Y por eso ella misma emprendió esta lucha para que fuese a prisión. Cuando se había mudado de Mar del Plata a la ciudad de las diagonales, Etchecolatz significaba para Guadalupe la imagen de un policía retirado que volvía a martirizar a una de sus víctimas -Alfredo Bravo- en un programa televisivo de mucho rating -el de Mariano Grondona-. Luego, fue el genocida al que escrachó con volantes junto a otros militantes mientras el represor vivía en el Bosque Peralta Ramos. Con los años, Guadalupe se fue convirtiendo en una de las responsables de que Etchecolatz terminara sus últimos días en la cárcel….

“Murió condenado y cumplió sus condenas en cárcel común”, apunta Godoy. “La lucha de tantos y tantas por memoria, verdad y justicia no fue en vano”, finalizó.

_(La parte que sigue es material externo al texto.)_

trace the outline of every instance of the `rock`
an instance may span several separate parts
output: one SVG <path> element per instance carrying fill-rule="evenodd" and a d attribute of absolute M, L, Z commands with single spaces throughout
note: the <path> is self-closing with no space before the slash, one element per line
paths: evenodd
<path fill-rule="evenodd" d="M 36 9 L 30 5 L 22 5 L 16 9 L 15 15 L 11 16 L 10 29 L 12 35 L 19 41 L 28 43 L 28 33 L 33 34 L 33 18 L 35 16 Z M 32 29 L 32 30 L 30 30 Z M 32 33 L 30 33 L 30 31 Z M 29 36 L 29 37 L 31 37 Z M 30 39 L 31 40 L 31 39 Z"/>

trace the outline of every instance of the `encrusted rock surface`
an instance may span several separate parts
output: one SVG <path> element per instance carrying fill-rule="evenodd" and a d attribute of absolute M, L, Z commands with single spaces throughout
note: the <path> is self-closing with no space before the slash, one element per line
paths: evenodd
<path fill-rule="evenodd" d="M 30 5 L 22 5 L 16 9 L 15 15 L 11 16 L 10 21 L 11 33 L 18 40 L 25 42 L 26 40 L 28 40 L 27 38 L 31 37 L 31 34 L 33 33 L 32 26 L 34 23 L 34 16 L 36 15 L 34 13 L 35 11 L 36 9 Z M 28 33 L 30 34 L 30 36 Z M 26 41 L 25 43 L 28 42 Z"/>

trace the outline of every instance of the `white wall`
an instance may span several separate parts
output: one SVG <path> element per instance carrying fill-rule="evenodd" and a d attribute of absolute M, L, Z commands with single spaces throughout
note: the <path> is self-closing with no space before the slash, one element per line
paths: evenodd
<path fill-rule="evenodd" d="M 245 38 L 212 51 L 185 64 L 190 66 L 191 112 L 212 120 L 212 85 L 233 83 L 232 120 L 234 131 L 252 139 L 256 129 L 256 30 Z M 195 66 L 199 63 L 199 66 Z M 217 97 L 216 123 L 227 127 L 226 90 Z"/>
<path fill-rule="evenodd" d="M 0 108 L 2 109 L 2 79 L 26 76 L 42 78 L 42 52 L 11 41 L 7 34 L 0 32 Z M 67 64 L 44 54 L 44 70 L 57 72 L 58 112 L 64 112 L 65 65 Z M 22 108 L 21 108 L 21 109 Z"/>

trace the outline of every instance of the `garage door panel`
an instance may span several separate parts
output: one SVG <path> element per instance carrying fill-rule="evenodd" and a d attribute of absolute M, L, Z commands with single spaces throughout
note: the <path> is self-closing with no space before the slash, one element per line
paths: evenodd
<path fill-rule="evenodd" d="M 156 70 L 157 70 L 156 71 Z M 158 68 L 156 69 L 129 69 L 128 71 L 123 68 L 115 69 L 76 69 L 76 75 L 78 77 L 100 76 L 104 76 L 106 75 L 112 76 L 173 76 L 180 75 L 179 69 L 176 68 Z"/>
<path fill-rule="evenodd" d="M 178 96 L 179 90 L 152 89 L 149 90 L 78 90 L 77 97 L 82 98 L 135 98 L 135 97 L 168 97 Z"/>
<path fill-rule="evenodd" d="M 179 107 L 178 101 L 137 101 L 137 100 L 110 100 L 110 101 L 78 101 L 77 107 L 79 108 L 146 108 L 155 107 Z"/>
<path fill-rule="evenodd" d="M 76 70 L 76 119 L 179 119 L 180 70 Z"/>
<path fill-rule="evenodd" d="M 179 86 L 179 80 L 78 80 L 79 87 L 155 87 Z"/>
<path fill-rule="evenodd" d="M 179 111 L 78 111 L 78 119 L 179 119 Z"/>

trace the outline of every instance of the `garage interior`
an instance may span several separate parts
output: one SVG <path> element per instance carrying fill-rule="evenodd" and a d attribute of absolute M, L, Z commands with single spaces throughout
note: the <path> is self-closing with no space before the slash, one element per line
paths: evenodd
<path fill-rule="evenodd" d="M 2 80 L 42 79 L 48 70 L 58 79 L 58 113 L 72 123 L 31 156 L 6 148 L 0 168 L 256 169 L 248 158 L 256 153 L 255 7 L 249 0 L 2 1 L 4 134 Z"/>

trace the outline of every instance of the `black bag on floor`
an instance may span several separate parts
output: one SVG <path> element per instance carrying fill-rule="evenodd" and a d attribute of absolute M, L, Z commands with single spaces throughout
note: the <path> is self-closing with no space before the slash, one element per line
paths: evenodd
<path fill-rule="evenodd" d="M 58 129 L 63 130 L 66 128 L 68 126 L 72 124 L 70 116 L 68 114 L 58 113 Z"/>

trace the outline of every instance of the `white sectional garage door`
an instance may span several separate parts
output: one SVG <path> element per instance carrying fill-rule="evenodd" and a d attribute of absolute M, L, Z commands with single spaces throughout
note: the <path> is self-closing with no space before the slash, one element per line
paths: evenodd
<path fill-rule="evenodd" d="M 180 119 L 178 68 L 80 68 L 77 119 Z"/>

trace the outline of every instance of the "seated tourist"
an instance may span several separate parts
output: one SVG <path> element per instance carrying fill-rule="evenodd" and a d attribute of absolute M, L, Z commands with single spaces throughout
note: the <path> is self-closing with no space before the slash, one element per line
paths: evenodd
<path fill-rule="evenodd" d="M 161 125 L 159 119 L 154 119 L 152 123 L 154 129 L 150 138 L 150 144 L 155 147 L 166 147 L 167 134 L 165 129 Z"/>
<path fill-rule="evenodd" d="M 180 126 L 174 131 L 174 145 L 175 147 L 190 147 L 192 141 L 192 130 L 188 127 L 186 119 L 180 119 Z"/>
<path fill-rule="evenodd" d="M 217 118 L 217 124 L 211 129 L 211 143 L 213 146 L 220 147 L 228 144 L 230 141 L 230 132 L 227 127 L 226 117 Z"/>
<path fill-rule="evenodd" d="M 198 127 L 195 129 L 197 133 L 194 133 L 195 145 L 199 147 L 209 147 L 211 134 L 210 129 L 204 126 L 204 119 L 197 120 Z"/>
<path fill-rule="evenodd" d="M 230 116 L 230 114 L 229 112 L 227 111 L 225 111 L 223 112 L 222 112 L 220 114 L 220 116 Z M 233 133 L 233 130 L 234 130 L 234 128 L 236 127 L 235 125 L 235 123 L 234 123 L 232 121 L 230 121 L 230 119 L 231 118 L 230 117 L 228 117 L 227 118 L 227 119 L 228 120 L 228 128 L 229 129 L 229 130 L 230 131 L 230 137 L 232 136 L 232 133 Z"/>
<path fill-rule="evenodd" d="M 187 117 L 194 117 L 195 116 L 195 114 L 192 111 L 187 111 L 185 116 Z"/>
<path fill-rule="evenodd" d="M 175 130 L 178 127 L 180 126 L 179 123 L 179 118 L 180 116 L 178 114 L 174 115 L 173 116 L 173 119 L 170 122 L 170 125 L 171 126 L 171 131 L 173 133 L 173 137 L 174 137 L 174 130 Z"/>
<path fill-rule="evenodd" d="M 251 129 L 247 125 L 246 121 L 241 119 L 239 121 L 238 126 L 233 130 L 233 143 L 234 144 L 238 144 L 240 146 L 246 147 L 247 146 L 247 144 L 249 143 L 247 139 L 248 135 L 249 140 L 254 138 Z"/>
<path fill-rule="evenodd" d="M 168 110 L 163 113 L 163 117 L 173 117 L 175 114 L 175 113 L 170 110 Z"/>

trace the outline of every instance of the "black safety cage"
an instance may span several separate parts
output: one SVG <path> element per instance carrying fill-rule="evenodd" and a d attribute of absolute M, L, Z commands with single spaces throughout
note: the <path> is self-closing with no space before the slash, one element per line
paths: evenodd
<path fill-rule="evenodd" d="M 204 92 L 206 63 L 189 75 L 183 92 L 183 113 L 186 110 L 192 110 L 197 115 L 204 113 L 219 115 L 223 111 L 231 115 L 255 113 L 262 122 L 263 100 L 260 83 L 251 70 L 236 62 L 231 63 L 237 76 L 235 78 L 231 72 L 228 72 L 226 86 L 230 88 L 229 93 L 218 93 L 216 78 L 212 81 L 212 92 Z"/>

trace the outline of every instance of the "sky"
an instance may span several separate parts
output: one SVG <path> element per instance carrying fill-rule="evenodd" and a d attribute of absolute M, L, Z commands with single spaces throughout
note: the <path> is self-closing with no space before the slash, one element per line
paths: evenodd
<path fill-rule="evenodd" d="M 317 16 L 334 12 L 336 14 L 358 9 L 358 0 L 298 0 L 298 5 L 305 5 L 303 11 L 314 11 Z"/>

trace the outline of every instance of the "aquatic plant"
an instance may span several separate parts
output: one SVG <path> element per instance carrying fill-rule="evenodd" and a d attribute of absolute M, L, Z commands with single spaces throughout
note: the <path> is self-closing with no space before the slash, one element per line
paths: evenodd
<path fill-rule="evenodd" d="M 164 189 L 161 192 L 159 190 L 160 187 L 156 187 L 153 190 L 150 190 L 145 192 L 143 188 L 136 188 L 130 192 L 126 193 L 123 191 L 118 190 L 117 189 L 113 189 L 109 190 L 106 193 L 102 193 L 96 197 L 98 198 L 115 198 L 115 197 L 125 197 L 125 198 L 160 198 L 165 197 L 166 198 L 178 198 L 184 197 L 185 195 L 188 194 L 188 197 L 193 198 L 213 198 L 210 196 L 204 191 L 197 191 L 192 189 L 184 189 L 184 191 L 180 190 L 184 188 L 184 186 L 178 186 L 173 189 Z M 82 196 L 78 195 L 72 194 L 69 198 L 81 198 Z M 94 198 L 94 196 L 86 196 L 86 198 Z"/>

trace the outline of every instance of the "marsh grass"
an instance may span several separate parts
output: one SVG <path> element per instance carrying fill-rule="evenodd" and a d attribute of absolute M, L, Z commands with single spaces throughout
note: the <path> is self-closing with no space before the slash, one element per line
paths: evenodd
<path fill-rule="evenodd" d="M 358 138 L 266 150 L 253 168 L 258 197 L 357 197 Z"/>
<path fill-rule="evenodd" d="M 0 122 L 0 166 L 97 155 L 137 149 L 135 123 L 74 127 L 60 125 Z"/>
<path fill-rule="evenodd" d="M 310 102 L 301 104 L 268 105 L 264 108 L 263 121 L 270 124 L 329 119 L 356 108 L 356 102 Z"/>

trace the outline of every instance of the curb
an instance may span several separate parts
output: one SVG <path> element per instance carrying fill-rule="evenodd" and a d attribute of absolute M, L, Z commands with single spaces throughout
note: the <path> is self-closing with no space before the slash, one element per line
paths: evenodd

“Dorotea Inés” (su apodo en el que combinaba las letras de su cargo como director de la Dirección de Investigaciones) jamás habló de sus acciones y las consecuencias que generaron: así, condenó a los desaparecidos a seguir siéndolo y a sus amigos y parientes a la búsqueda eterna. De esta manera, día a tras día, volvía a cometer los crímenes de los que decía sentirse orgulloso. Aún iba más allá, jurando que no se arrepentía y que volvería una y mil veces a repetir los mismos actos. Por eso mismo , su silencio ensordecedor y enfermizo, es su legado póstumo… su última miseria cargada del sadismo asesino que buscaba una última victoria sobre aquellos a los que, no conforme con haberlos torturado… matado de la forma más brutal… de haberles quitado hasta a sus hijos, quería destruir aún muertos… para siempre.

La lucha de muchos y la fortaleza basada en esa frase estampada en los pañuelos de esas mujeres que empezaron siendo catorce y hoy se multiplican en millones de personas que trascienden nuestras fronteras y son la imagen de la lucha contra la injusticia y la crueldad de toda dictadura… Esa frase que rezaba (y reza… y rezará) “memoria, verdad, justicia”, fue mejor que su pistola, sus garrotes, sus torturas y su crueldad. La frase que venció a su odio y con ello, a él, que ni el diablo dicen que quiso darle cobijo.

En lo personal, no me alegro de su muerte porque me convertiría en esencia en lo que él quería que fuésemos. Si me alegró que sus días terminaran en una cárcel, como Videla o Martínez de Hoz, porque eso no es venganza sino justicia… la misma que muchos seres despreciables como él le negaban a sus víctimas. Y no hay que arrepentirse que así sea… que así seamos: mejores.